Atualizado: 21 de jan. de 2022



Gizlene Neder


Passei toda a tarde vagando por Paris”.


Este é o depoimento revelador, aposto nas lembranças de Alexis de Tocqueville (1805-1859) sobre os acontecimentos de 24 de fevereiro de 1848.

Tocqueville é autor bastante referido no campo dos estudos políticos no Brasil, e foi especialmente estudado no contexto histórico de transição para o Estado de Direito no país, na década de 1990, pós-Constituição de 1988. A tradução do livro e sua publicação foi empreendida pela Companhia das Letras. (1991)[1].

Na conjuntura política e ideológica que envolve o debate político e os rumos da república brasileira nesta segunda década do século XXI (eleições majoritárias de 2022 e os ataques à ordem democrática empreendidos desde 2013), convém recuperar os posicionamentos e as escolhas políticas de setores da classe dominante, tendo em vista a necessidade premente de alargamento do leque de alianças na repactuação política que se faz urgente.
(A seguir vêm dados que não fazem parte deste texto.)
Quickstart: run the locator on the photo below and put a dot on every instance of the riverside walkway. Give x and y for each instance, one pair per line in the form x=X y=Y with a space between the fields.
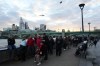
x=66 y=59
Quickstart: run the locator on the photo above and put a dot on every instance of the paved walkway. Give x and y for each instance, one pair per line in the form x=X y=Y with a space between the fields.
x=95 y=51
x=93 y=58
x=66 y=59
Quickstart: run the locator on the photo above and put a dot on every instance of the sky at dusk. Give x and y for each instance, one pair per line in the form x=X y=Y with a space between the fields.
x=57 y=16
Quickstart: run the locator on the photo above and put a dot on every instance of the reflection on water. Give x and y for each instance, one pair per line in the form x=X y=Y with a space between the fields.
x=3 y=43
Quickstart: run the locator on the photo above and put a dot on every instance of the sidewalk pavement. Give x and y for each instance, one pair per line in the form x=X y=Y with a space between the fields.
x=66 y=59
x=93 y=57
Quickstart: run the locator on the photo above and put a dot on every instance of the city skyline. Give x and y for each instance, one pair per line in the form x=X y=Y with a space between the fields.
x=56 y=15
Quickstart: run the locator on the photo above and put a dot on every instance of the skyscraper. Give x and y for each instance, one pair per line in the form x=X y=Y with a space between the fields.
x=42 y=27
x=21 y=24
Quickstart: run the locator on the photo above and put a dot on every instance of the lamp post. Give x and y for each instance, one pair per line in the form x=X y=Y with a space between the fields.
x=81 y=7
x=89 y=26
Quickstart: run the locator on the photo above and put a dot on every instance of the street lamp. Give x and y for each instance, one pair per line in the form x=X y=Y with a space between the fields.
x=81 y=7
x=89 y=26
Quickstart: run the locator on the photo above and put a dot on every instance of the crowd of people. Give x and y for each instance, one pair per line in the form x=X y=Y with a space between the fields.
x=40 y=46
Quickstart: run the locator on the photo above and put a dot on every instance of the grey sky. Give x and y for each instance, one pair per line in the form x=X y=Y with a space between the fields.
x=57 y=16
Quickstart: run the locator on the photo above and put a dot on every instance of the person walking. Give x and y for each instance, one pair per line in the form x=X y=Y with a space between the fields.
x=30 y=47
x=11 y=47
x=23 y=49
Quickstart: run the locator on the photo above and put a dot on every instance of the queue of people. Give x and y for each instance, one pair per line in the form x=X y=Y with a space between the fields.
x=41 y=46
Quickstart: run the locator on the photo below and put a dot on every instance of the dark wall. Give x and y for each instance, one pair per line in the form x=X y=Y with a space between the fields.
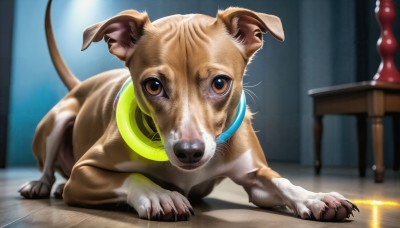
x=6 y=28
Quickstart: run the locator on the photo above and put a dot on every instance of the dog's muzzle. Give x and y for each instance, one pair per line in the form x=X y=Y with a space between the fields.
x=189 y=151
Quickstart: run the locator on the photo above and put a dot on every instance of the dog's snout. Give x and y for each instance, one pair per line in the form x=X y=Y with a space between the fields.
x=189 y=151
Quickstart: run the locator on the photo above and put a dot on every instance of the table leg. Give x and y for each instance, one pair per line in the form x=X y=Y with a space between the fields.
x=318 y=128
x=377 y=136
x=362 y=142
x=396 y=142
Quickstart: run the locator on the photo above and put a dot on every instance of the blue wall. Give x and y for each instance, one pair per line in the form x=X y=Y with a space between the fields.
x=318 y=51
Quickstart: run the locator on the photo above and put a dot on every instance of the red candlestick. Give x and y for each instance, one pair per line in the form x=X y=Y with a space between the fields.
x=387 y=45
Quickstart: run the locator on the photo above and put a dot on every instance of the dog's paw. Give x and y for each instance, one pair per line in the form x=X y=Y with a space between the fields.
x=163 y=206
x=326 y=207
x=58 y=192
x=35 y=190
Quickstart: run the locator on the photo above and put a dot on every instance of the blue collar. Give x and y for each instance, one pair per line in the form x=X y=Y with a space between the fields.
x=224 y=136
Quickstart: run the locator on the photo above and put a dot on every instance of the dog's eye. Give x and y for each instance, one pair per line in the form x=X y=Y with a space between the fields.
x=220 y=84
x=153 y=87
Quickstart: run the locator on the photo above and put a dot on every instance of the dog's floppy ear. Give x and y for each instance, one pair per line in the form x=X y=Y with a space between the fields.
x=246 y=27
x=120 y=32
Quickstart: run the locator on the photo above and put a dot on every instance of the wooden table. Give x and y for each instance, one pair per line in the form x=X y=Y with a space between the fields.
x=371 y=99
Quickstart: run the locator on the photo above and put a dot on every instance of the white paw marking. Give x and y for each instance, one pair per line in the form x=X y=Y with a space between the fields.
x=310 y=205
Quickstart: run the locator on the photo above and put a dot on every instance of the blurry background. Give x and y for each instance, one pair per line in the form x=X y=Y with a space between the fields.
x=325 y=40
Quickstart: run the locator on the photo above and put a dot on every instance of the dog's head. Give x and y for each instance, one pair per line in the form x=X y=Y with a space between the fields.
x=187 y=71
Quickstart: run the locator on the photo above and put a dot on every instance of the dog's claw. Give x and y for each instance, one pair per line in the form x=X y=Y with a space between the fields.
x=191 y=211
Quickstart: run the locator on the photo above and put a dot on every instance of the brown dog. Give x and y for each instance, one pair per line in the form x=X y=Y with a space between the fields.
x=187 y=72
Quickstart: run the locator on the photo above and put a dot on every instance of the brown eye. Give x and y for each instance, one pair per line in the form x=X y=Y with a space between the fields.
x=221 y=84
x=153 y=87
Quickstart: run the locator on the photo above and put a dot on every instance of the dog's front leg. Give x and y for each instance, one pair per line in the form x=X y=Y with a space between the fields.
x=268 y=188
x=153 y=202
x=91 y=186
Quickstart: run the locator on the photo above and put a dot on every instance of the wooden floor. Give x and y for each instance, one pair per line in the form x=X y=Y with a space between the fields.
x=227 y=206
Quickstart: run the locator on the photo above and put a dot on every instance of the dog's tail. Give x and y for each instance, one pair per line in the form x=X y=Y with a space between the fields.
x=68 y=78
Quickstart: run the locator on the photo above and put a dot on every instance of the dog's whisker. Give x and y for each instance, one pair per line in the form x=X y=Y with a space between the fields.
x=251 y=86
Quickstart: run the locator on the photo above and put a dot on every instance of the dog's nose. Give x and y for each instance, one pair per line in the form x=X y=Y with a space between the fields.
x=189 y=151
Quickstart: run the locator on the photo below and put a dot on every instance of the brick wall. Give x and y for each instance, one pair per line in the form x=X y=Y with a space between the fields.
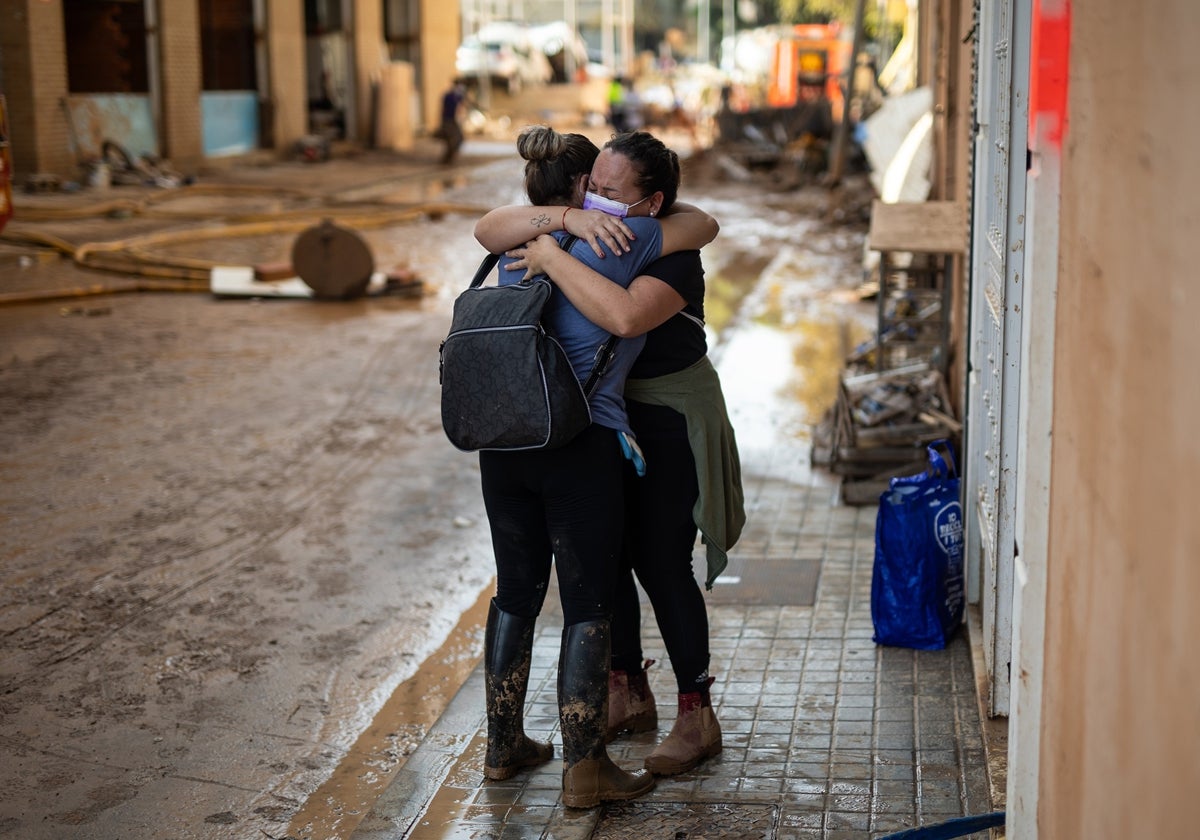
x=179 y=63
x=35 y=79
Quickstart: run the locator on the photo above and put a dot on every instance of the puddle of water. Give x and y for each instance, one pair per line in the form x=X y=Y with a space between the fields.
x=342 y=802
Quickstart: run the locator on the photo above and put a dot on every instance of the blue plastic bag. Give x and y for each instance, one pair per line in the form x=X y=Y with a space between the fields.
x=917 y=594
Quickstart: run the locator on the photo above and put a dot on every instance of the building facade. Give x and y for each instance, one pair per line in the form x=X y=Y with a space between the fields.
x=1066 y=133
x=187 y=81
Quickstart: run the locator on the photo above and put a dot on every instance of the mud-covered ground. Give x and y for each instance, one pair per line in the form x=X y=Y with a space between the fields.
x=241 y=568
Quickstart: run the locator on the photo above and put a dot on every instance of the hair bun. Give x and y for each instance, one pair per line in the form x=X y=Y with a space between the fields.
x=540 y=143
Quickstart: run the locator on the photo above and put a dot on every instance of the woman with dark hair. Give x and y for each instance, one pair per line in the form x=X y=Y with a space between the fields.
x=565 y=504
x=693 y=472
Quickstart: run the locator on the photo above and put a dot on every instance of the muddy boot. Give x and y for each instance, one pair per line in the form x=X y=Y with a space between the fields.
x=630 y=702
x=695 y=736
x=588 y=774
x=508 y=648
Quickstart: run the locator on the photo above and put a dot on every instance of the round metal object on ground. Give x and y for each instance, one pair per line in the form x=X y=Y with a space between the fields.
x=335 y=263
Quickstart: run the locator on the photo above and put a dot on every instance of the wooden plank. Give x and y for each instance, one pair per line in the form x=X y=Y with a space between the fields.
x=924 y=227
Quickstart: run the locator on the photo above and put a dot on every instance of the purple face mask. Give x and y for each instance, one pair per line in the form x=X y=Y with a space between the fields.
x=610 y=205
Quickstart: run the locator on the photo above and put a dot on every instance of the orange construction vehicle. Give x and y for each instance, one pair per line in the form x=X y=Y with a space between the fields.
x=809 y=63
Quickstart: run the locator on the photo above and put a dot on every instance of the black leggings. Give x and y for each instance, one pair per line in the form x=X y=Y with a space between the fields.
x=660 y=535
x=564 y=503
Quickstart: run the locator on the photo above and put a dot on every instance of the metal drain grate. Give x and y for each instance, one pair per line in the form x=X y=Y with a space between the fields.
x=681 y=821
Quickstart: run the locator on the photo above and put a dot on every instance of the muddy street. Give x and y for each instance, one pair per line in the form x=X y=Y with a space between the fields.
x=243 y=570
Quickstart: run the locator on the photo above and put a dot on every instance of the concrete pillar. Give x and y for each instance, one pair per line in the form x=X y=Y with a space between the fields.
x=441 y=35
x=179 y=70
x=35 y=84
x=370 y=58
x=287 y=99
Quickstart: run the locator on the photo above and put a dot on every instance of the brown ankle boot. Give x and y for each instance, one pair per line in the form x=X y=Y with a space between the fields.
x=695 y=736
x=630 y=702
x=588 y=783
x=588 y=774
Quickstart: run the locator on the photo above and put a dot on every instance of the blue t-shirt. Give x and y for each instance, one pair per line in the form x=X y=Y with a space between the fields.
x=581 y=339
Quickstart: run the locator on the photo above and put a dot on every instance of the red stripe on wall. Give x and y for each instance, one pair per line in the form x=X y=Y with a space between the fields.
x=1050 y=52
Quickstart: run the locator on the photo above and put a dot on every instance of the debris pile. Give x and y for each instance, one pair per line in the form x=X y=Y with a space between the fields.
x=879 y=426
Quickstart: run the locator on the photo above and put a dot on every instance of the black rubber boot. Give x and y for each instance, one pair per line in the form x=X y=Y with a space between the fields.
x=508 y=649
x=588 y=774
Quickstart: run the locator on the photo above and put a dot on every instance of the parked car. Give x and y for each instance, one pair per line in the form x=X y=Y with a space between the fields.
x=505 y=57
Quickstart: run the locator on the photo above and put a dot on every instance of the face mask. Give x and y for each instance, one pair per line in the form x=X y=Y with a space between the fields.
x=610 y=205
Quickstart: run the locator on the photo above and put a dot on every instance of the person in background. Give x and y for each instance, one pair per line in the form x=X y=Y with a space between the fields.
x=451 y=120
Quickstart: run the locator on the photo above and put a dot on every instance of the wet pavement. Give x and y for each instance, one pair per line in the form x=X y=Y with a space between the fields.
x=826 y=735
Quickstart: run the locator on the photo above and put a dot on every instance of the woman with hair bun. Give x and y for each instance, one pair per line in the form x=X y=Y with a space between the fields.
x=693 y=479
x=565 y=504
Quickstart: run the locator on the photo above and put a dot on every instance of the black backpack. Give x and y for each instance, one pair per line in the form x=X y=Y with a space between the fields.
x=507 y=383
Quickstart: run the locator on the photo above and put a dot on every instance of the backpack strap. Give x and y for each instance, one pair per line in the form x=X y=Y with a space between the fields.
x=485 y=268
x=604 y=353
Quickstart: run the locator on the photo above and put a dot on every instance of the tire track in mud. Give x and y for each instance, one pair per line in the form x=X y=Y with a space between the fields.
x=315 y=478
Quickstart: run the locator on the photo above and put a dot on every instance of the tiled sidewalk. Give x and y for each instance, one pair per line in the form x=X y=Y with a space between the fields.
x=827 y=736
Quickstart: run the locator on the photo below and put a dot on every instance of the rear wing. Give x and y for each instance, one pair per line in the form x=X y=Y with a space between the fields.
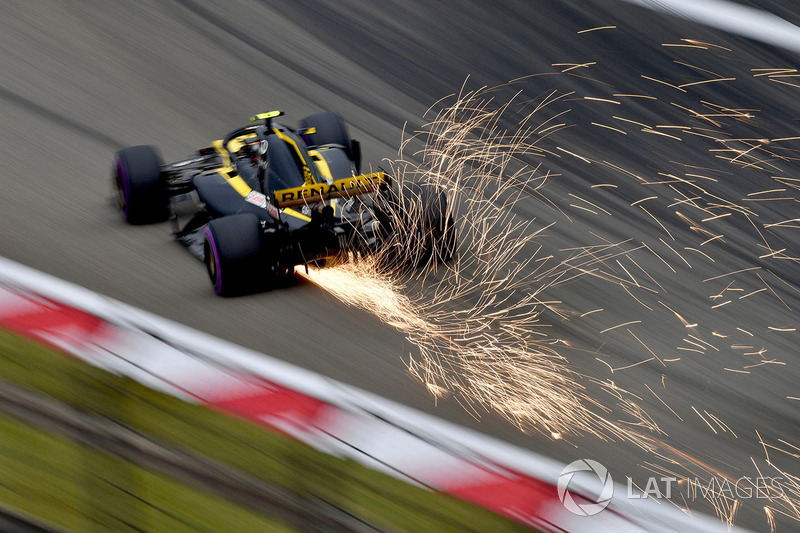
x=318 y=192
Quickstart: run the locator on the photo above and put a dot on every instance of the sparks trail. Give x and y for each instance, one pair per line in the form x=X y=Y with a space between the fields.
x=478 y=321
x=482 y=324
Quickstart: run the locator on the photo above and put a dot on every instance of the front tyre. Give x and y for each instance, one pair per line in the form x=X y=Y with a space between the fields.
x=140 y=187
x=233 y=254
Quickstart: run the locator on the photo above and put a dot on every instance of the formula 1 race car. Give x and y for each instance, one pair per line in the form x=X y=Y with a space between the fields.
x=268 y=197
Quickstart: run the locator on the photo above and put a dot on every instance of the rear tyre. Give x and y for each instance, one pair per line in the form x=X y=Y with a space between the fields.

Escritas entre os anos de 1850-1851, num momento de descanso, como relata o autor logo no primeiro capítulo, as “lembranças” objetivaram a afirmação de um depoimento pessoal como observador privilegiado que foi do movimento revolucionário que levou à derrubada da monarquia burguesa de Luís Felipe e à instauração de uma nova república em França. Esta durara pouco, pois já em dezembro de 1851, o golpe bonapartista (de Luís Bonaparte, analisado por Karl Marx no livro “O 18 Brumário de Luís Bonaparte[2]) empalmou o poder e a ditadura durou cerca de vinte anos.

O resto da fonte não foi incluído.